Ms. Kouvo also maintains that anti-trafficking initiatives in Europe rarely address the demand for sexual services, "[a]lthough many European countries are seemingly upset with the increasing trafficking in women, few are prepared to make these links, and take political action aimed at questioning the demand side, i.e. the behavior of potential customers (men)... [and] [a]lthough it is evident that without men buying sex there would be no basis for trafficking and sexual exploitation of women." From The Swedish Approach to Prostitution. It should be noted that the 2002 Brussels Declaration calls for European Union Member States and candidate countries as well as Russia and CIS countries to take measures to "address the reduction of the demand for sexual services," with "awareness campaigns especially targeting clients" who use such services.

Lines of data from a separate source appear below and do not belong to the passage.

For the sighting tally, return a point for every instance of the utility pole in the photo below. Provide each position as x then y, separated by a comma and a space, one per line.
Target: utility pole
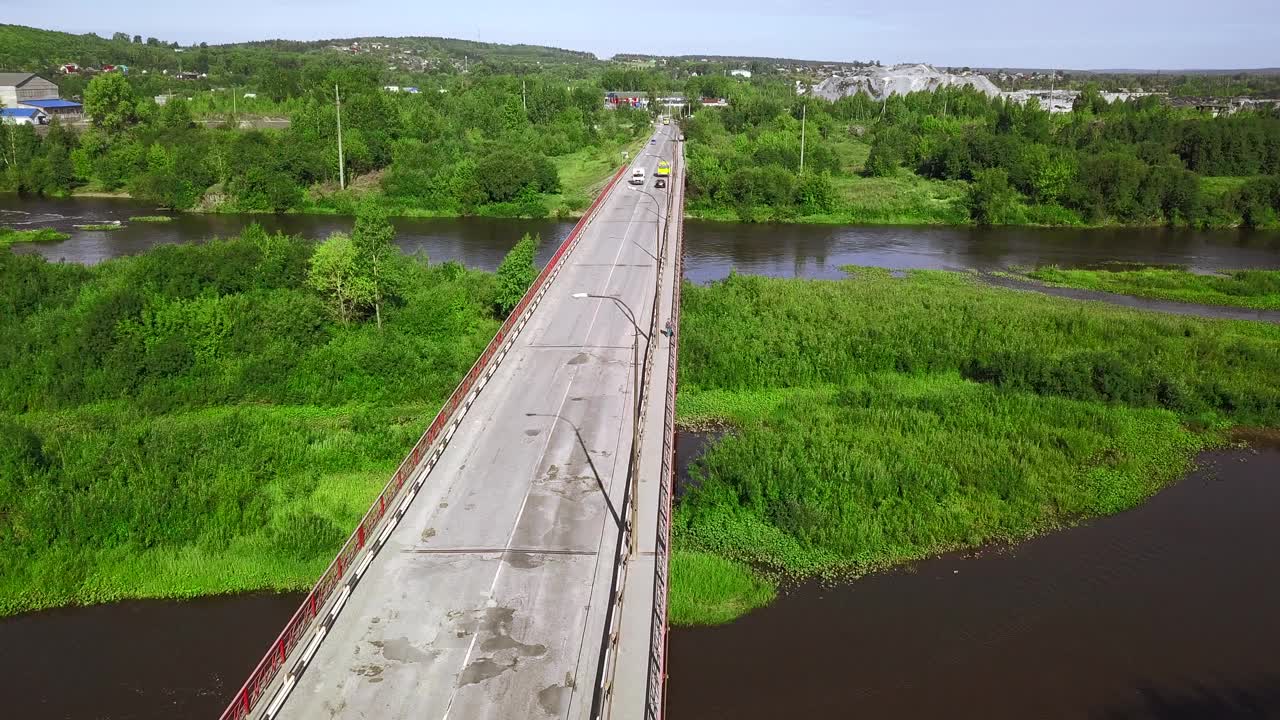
342, 172
804, 115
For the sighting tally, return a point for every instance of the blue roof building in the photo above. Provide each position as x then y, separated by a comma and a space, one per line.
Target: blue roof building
21, 115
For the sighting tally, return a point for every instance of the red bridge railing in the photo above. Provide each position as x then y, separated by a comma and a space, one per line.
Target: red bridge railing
342, 568
656, 686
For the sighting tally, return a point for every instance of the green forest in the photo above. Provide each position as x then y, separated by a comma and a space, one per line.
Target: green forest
479, 149
880, 419
955, 156
215, 418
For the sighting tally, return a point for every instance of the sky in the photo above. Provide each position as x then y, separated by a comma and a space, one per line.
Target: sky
1029, 33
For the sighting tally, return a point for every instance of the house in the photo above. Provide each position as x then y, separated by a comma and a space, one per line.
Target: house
55, 108
17, 87
22, 117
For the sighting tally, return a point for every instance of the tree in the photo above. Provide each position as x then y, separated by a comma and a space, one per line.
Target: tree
990, 197
333, 274
176, 114
109, 100
376, 258
516, 273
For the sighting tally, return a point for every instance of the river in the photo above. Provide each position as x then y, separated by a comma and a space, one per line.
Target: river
1165, 611
712, 249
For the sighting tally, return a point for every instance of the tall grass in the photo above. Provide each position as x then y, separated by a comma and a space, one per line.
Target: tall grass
882, 419
1258, 290
195, 420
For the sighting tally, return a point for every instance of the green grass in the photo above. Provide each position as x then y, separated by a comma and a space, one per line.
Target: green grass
904, 199
583, 174
1215, 187
1257, 290
9, 236
264, 496
709, 589
882, 419
196, 420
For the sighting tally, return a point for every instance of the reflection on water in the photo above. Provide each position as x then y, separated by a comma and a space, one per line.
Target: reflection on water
476, 242
711, 249
136, 660
1166, 611
818, 251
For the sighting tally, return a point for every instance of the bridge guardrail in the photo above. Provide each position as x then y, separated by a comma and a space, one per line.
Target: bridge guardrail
438, 433
656, 686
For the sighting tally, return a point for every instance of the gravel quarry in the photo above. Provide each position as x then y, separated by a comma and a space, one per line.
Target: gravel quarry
900, 80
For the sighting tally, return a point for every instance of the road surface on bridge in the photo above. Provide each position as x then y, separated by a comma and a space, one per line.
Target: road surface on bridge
489, 598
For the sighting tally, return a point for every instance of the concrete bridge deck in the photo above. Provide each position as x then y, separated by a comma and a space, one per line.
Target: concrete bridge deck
489, 598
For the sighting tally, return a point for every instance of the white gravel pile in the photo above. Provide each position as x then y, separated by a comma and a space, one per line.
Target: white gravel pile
900, 80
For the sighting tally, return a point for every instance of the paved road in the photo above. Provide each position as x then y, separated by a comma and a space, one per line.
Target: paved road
489, 598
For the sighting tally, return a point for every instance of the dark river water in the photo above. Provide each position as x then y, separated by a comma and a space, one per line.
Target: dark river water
1168, 611
712, 249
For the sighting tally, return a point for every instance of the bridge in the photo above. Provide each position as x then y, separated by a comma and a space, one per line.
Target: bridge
516, 563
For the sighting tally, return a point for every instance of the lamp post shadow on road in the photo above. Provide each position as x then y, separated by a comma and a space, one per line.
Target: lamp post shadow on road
632, 474
599, 483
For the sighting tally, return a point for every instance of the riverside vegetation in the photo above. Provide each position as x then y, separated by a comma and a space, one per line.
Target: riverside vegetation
493, 145
878, 419
956, 156
215, 418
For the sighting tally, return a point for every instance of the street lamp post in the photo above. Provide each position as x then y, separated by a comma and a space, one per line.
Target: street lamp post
632, 470
590, 463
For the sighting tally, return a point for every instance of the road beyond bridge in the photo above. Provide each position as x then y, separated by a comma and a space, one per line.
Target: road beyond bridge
496, 577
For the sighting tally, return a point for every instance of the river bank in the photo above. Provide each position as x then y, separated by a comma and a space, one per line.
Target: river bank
882, 419
1165, 611
246, 427
1256, 290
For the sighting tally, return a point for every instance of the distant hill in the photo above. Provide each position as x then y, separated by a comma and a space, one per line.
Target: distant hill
440, 48
44, 50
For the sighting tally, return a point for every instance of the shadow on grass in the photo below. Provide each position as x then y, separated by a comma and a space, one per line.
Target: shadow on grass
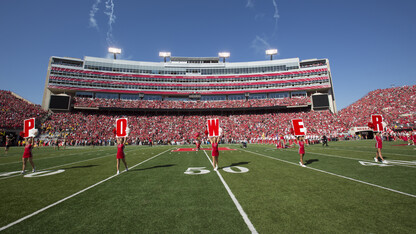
310, 161
154, 167
75, 167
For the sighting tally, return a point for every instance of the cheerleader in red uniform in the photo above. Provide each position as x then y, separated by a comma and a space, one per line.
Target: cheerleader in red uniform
379, 146
301, 143
197, 141
27, 154
120, 153
215, 153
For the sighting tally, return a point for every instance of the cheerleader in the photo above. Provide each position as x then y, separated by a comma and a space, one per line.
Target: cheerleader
215, 153
27, 154
197, 141
379, 146
120, 153
301, 143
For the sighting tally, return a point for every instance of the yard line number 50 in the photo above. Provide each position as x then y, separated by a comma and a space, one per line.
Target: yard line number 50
202, 170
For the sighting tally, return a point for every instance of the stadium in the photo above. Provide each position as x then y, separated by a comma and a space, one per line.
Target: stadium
169, 185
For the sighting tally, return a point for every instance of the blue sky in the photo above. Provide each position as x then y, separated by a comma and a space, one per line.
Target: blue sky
370, 44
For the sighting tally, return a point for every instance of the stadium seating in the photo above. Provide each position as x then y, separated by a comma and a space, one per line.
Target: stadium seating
397, 105
146, 104
14, 110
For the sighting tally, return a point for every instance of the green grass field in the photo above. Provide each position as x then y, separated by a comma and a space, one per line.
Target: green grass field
334, 194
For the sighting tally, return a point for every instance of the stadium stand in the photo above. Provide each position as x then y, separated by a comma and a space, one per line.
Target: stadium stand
155, 104
13, 110
397, 105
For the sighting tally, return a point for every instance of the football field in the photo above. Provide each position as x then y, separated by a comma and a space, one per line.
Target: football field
259, 189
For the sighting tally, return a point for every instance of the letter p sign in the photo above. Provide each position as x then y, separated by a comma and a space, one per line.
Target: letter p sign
298, 127
27, 125
121, 127
377, 122
213, 127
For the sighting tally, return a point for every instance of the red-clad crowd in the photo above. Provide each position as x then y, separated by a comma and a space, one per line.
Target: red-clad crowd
396, 105
166, 104
81, 125
14, 110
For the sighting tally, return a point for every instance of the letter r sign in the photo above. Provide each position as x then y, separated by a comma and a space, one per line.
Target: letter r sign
377, 122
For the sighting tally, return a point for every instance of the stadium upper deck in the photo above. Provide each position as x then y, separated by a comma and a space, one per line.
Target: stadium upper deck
186, 79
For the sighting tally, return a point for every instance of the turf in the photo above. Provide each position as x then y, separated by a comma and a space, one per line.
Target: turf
335, 193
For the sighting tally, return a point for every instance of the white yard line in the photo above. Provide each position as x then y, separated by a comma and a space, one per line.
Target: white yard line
236, 203
330, 173
73, 195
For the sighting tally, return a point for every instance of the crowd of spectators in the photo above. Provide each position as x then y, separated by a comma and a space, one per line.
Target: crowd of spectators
167, 104
397, 106
81, 125
13, 110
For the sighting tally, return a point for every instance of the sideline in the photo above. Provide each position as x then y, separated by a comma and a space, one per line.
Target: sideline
341, 176
237, 204
389, 162
73, 195
107, 155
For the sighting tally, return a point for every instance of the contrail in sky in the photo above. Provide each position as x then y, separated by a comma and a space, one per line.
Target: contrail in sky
109, 6
276, 16
94, 9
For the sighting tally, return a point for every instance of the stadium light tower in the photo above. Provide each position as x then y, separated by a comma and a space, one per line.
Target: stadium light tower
114, 51
224, 55
271, 52
164, 55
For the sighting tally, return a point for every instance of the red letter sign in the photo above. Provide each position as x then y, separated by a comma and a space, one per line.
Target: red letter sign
121, 126
27, 125
377, 123
213, 127
298, 127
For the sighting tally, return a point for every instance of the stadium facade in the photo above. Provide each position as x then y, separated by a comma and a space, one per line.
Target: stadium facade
189, 79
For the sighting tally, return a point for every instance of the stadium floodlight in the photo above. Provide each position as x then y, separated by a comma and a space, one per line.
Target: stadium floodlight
224, 55
114, 51
164, 55
271, 52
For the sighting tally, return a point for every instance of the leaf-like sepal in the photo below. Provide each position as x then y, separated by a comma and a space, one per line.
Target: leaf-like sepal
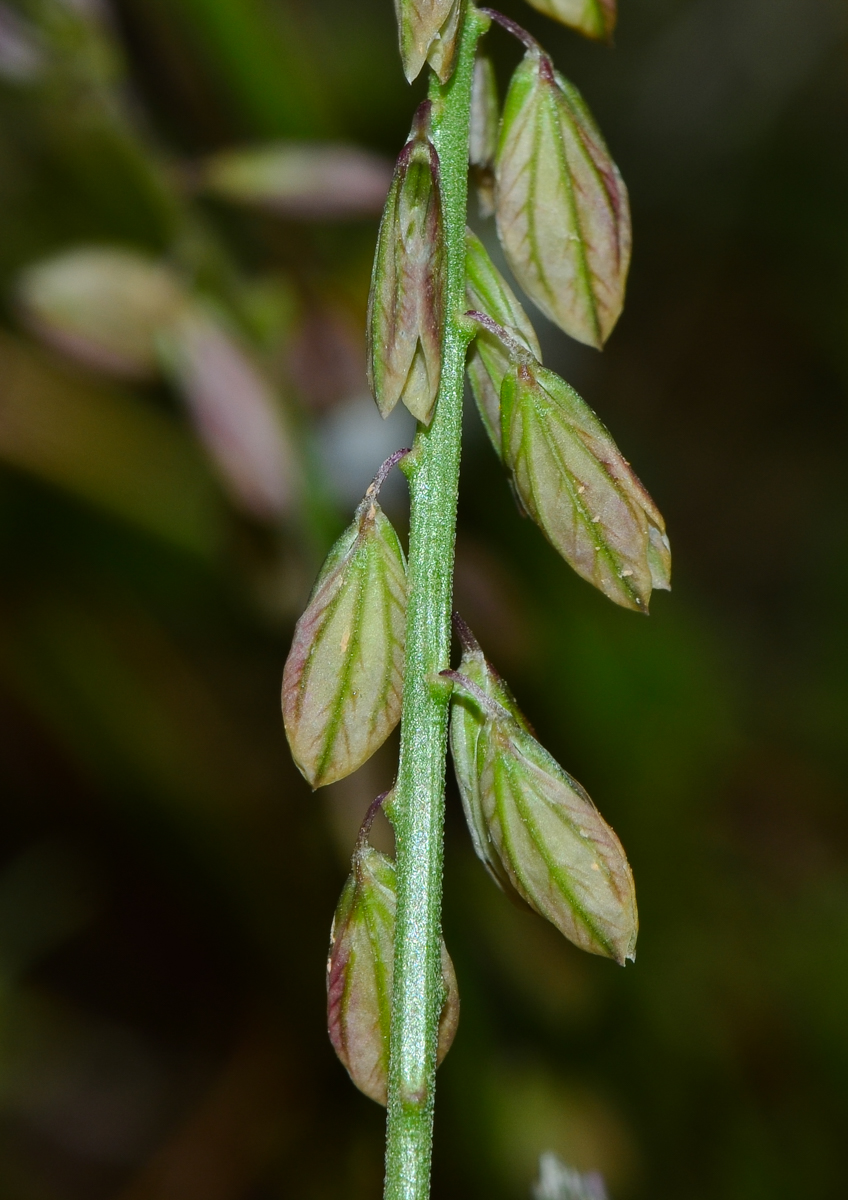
561, 205
406, 307
420, 24
533, 826
595, 18
360, 971
581, 491
343, 677
488, 360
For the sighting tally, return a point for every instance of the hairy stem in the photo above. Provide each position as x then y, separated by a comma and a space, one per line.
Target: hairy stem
418, 811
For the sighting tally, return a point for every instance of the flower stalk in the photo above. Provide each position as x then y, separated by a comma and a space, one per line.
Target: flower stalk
418, 810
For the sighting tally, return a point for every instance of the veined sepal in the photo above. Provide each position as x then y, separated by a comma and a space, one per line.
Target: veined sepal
407, 301
360, 970
534, 827
343, 677
560, 203
581, 491
488, 360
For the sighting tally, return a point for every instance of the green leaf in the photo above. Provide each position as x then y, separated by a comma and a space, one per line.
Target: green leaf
595, 18
420, 23
581, 491
360, 971
406, 306
343, 677
561, 207
533, 825
487, 292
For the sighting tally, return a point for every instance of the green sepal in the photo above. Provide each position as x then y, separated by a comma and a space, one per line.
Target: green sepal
488, 360
360, 972
407, 300
343, 678
594, 18
579, 490
533, 826
560, 203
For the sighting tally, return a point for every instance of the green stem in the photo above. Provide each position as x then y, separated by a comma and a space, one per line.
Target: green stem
418, 811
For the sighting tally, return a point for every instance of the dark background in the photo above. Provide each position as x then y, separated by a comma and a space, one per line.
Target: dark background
168, 880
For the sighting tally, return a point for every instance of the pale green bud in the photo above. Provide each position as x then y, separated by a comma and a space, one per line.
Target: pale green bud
595, 18
533, 826
406, 307
487, 292
581, 491
343, 677
103, 306
561, 205
360, 971
422, 25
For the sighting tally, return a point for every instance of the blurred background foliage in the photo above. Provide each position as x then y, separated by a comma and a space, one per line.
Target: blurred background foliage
179, 447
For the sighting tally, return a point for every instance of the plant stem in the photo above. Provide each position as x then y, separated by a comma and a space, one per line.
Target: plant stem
418, 810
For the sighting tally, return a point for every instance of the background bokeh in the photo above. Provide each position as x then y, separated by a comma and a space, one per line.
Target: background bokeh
167, 879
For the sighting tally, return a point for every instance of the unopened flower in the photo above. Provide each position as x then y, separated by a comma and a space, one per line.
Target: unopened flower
360, 971
561, 207
407, 301
531, 823
581, 491
344, 672
487, 292
422, 27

However, the European Union Council Framework Decision of 19 July 2002 on combating trafficking in human beings, which, unlike the Brussels Declaration, is legally binding on European Union member states, does not address reducing the demand for sexual services as a method of combating trafficking in persons.

The issue of male demand for sexual services often becomes confused with debate over the legitimacy of prostitution as a form of work. In brief, some women's activists view prostitution, in any form, as men's sexual exploitation of women and maintain that it is always harmful. Other advocates take the approach that the harmful effects of prostitution are related to the fact that it is often stigmatized and relegated to the informal sector, where women cannot receive the protection of labor codes. In her article, Regulating the Global Brothel, Leah Platt argues that women who chose to travel to work as prostitutes are part of a larger phenomenon of the "feminization of migration" and that women who decide to sell sexual services should be afforded the same basic protections as they would in other forms of work.


Regardless of the approach one takes to prostitution in general, comprehensive policies that address the demand for sexual services are necessary to combat trafficking. Kvinnoforum, a Swedish Women's Forum that operates Q-Web, a women's network, created a resource manual for NGOs working on the issue of trafficking titled A Resource Book for Working against Trafficking in Women and Girls-Baltic Sea Region. The Resource Book includes research showing that the demand for sexual services is "an issue of attitudes that . . . vary in its expression in different parts of the world - but that can be addressed." The Kvinnoforum study suggests that general educational and public awareness programs may be effective in changing male attitudes about women and commercial sex work and in protecting potential victims of trafficking.